Imports grew 68.54 per cent on-year. On a sequential basis, imports were down 18.66 per cent, and fell 17.47 per cent as compared to May 2019.
According to Aditi Nayar, chief economist at ICRA, considerable moderation in merchandise imports in May as compared to April is on account of a drastic fall in gold imports, as well as a dip in oil imports, with state curbs hitting mobility.
Trade deficit hit an eight-month low and narrowed to $6.32 billion, as compared to $15.1 billion in April and $16.84 billion in May 2019. However, it grew 74.69 per cent on-year from $3.62 billion in May 2020 due to the disruption caused by the Covid-19 induced lockdown last year.
“A predominant 63 per cent of the decline in the trade deficit in May 2021 relative to April 2021 was on account of the collapse in gold imports, with the balance led by a narrower oil deficit, led both by higher exports and lower imports,” Aditi Nayar, chief economist at ICRA said, adding that collapse in gold imports can also be attributed to large inventory built up since the Union Budget for 2021-211 was presented.
Engineering and Export Promotion Council of India (EEPC) India Chairman Mahesh Desai said that despite logistics and manpower issues caused by the second wave of pandemic, shipments of engineering goods remained robust in the month of May.

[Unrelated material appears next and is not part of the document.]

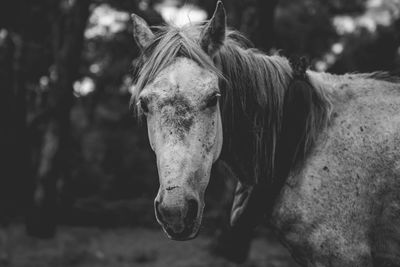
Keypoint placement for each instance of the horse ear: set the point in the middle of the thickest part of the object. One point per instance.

“Like previous two months, exports of engineering goods saw a substantial year-on-year rise of 53.14% in May primarily on account of low-base due to strict lockdown in the same month last year. We expect the order book of exporters to remain strong in the current financial year given the demand trend from key markets such as US, China and Europe,” Desai said.
In May, non-petroleum and non-gems and jewellery exports was $23.97 billion, up 45.96 per cent on year. As compared to May 2019, the segment grew 11.51 per cent.

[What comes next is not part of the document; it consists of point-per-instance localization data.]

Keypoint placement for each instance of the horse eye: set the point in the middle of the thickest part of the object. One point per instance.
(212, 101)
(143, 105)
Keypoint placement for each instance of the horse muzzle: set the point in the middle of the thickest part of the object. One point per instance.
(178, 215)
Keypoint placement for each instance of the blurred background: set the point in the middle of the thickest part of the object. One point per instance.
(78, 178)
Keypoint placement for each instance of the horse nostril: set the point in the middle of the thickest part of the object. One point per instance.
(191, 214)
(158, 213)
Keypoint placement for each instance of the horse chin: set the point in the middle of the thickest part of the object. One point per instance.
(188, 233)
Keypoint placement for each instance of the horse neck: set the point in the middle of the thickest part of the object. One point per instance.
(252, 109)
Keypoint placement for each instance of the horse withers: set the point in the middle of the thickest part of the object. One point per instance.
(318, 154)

Federation of Indian Export Organisations (FIEO) President Sharad Kumar Saraf said that growth in labour-intensive sectors such as cereal preparations and miscellaneous processed item, gems and jewellery, engineering goods, marine products, among others, augurs well for the job scenario, which is most relevant in the current context.
“The continuing impressive growth in exports reiterate our assessment that the order booking position of our exporters is not only extremely good but also the gradual opening up of major global markets and improvement of the situation in the country is expected to push exports growth further,” Saraf said.